This mangled mess is bytes of steppingpack.

Postgres

As well as SQLite, there is a Postgres store, with matching interface:

with st.connection_postgres(DB_URL) as conn:
    store = st.StorePostgres.from_graph(conn, graph, create_tables=True)

The next page has advice on setting up as Postgres connection for testing.

Parallelism

If you were to implement a webserver with many workers all trying to run iterations against the same store, consistency problems would arise very quickly.

To solve this, Action.insert(...)/Action.remove(...)/Action.replace(...) each take an optional time parameter:

action.insert(*values, time=Time(...))

Time looks like:

class Time:
    input_time: int
    frontier: int
    flush_every_set: bool | None

A point in time is represented as an integer, this could be Unix time in ns, or more likely, an incrementing integer.

input_time is the time of this particular set of changes.

We wait until frontier has been written to the database (see last_update above) before reading from a table – if this value has been written, all the changes up to and including that time have been written to that particular table.

If flush_every_set is:

  • False, we flush and commit data to all tables only at the end of an iteration.
  • True, we flush and commit data within an iteration – each time we set the value of a delay vertex. This has the potential to be fastest, but means you no longer have an all-or-nothing transaction wrapping the whole iteration.
  • None, we never flush – this is used internally.

Example

Following is a rough example of running stepping in parallel against SQLite.

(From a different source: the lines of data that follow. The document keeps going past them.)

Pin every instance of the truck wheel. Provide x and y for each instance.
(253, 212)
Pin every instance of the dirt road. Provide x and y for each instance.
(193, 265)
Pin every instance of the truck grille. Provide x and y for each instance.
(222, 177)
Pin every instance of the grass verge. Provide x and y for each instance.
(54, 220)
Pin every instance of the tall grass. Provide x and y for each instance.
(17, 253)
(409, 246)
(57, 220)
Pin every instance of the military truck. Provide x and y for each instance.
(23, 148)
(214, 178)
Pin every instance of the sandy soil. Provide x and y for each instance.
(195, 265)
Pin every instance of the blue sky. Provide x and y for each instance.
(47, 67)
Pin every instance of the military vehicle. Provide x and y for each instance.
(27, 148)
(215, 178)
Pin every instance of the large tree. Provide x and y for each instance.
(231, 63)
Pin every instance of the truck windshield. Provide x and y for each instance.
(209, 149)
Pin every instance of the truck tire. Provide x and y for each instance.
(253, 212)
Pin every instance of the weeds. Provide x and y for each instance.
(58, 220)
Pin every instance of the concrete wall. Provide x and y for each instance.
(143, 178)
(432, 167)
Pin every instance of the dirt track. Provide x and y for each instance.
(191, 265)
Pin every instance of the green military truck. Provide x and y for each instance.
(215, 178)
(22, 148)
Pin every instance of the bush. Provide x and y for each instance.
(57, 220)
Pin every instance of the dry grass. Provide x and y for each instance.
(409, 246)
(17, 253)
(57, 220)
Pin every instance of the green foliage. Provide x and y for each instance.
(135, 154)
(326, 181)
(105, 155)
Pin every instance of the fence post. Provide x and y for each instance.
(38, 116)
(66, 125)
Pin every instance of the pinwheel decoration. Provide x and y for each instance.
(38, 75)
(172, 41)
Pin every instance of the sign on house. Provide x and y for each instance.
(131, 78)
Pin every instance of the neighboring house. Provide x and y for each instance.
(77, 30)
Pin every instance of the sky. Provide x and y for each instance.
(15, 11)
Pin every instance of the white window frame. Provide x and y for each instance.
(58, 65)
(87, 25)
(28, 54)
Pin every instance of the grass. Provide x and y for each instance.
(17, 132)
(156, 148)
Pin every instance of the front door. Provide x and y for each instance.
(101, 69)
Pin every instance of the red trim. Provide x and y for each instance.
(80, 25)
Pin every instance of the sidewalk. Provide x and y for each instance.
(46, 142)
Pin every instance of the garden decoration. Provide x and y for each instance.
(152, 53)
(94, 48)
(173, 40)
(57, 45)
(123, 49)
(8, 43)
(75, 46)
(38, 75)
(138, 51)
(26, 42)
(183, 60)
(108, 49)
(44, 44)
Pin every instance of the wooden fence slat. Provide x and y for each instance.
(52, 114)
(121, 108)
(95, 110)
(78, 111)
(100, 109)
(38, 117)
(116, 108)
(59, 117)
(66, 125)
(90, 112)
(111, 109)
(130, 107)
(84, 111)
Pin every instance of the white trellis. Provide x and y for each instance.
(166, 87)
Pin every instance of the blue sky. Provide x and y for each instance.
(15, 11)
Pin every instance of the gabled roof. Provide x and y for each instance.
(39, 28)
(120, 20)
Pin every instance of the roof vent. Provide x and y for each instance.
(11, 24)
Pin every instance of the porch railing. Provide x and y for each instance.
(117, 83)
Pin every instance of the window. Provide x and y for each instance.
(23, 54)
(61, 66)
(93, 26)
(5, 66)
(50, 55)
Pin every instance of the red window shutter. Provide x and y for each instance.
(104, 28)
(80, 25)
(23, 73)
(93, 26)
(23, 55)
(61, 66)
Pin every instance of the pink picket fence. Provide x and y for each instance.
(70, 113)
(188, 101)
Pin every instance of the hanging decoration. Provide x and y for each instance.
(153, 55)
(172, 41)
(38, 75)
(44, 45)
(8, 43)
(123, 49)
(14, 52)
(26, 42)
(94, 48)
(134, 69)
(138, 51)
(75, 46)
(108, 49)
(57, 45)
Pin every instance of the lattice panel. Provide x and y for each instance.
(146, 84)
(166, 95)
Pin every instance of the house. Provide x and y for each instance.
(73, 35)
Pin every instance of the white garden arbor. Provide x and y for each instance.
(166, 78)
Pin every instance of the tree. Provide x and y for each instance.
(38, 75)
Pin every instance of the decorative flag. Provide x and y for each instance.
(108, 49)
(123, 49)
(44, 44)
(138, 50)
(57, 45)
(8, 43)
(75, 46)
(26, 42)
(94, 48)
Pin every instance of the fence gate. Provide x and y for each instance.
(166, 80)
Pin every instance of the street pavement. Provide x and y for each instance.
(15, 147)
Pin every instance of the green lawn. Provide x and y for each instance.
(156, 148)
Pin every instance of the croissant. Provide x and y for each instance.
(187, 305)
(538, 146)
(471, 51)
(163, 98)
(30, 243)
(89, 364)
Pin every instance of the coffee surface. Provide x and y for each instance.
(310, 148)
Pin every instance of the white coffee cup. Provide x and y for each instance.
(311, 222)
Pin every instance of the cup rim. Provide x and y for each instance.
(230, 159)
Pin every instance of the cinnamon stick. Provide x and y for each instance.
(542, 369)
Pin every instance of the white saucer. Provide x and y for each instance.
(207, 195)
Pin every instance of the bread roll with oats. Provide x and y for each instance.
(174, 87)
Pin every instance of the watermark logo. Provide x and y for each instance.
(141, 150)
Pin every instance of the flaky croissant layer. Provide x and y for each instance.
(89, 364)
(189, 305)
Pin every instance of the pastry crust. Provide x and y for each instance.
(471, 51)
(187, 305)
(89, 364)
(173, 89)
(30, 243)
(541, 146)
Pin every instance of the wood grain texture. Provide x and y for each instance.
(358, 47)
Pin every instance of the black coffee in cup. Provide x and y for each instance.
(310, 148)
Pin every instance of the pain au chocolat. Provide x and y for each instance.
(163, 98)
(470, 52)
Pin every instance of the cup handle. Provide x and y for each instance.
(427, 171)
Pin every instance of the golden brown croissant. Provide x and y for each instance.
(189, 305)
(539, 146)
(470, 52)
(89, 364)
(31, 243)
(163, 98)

With flush_every_set=True it was possible to get around a 2x speedup.

import concurrent.futures

batches = list(st.batched(input_data, 1000))
times = [
    st.Time(input_time=i, frontier=i-1, flush_every_set=True)
    for i, _ in enumerate(batches, start=1)
]

def insert_chunk(chunk: list[SomeData], time: st.Time) -> None:
    with st.connection_sqlite(SQLITE_PATH_LOADS) as conn:
        store = st.StoreSQLite.from_graph(conn, graph, create_tables=False)
        (action,) = st.actions(store, graph)
        action.insert(*chunk, time=time)

with concurrent.futures.ProcessPoolExecutor(max_workers=4) as executor:
    for _ in executor.map(insert_chunk, batches, times):
        pass

Note for each chunk, we tell it the frontier is the time of the previous chunk: i-1

Notes

  • When waiting for previous changes to be written, stepping waits for up to stepping.zset.sql.generic.MAX_SLEEP_SECS – this can be set globally.
  • It’s necessary to provide your own global time – this might be in the form of a Postgres SEQUENCE
  • As it stands, if an iteration fails, the whole system will get gummed up. This needs some deep thought to overcome.
  • In the future, it might be possible to do something more clever than just locking a whole table - see literature on “database phantom rows”.